Mark Dalton

Personal information
- Born: 9 November 1964 (age 61) Sydney, Australia
- Listed height: 198 cm (6 ft 6 in)
- Listed weight: 100 kg (220 lb)

Career information
- High school: St Augustine's College (Sydney, New South Wales)
- Playing career: 1984–1999
- Position: Small forward

Career history
- 1984–1985: Canberra Cannons
- 1986–1987: Geelong Cats
- 1988–1995: Sydney Kings
- 1996–1997: Brisbane Bullets
- 1998–1999: Wollongong Hawks

Career highlights
- NBL champion (1984); Sydney Kings 25th Anniversary Team (2013);

= Mark Dalton (basketball) =

Australian former basketball player

Mark Dalton (born 9 November 1964) is an Australian former professional basketball player who played in the National Basketball League (NBL) from 1984 to 1999.

==Early life==
Dalton attended St. Augustine's College in Brookvale, New South Wales. He was an Australian Institute of Sport scholarship holder (1982–1984) and became the first AIS men's player selected to play for Australia at the Olympics.

==Career==
After finishing at the AIS in 1984, Dalton, a 6 ft 6 in Small forward, played in the NBL for the Canberra Cannons (1984–1985), Geelong Supercats (1986–1987), Sydney Kings (1988–1995), Brisbane Bullets (1996–1997), and Illawarra Hawks (1998–1999).

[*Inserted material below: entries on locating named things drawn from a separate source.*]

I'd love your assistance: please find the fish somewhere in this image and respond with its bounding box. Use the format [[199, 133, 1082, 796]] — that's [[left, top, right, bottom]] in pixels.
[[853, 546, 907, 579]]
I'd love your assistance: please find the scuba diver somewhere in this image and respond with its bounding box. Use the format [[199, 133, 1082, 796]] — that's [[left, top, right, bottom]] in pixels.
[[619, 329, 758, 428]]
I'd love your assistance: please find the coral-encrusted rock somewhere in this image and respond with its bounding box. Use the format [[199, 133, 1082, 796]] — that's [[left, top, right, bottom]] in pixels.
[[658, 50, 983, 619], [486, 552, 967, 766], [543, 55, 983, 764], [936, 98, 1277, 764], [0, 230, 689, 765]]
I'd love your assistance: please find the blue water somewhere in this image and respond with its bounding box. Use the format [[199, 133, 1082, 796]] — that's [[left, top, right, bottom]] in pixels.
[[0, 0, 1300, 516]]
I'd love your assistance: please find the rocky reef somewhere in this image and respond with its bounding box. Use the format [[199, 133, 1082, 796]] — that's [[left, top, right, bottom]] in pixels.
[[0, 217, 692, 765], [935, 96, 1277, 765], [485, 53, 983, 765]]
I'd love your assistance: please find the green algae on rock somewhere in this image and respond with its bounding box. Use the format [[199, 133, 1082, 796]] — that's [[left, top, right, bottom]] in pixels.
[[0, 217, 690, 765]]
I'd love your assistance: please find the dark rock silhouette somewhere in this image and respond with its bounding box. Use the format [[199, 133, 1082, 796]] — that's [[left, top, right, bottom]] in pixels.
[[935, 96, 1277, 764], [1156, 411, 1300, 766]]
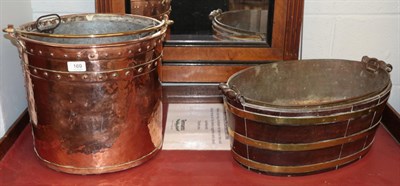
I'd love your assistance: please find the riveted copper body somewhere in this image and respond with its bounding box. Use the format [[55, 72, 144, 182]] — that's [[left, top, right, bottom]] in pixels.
[[220, 57, 391, 175], [5, 14, 167, 174], [131, 0, 171, 20]]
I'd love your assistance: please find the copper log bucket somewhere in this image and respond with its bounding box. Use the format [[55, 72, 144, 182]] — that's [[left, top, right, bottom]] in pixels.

On 10 October 2013, Dalton was named in the Sydney Kings 25th Anniversary Team.

==International==
Dalton represented the Australian boomers at the 1984 Olympic Games in Los Angeles and at the 1986 FIBA World Championship in Spain.

==Personal life==
Dalton is the brother of two other Australian basketball players, Brad Dalton and Karen Dalton. His son Callum has played in the NBL for the Brisbane Bullets and Melbourne United.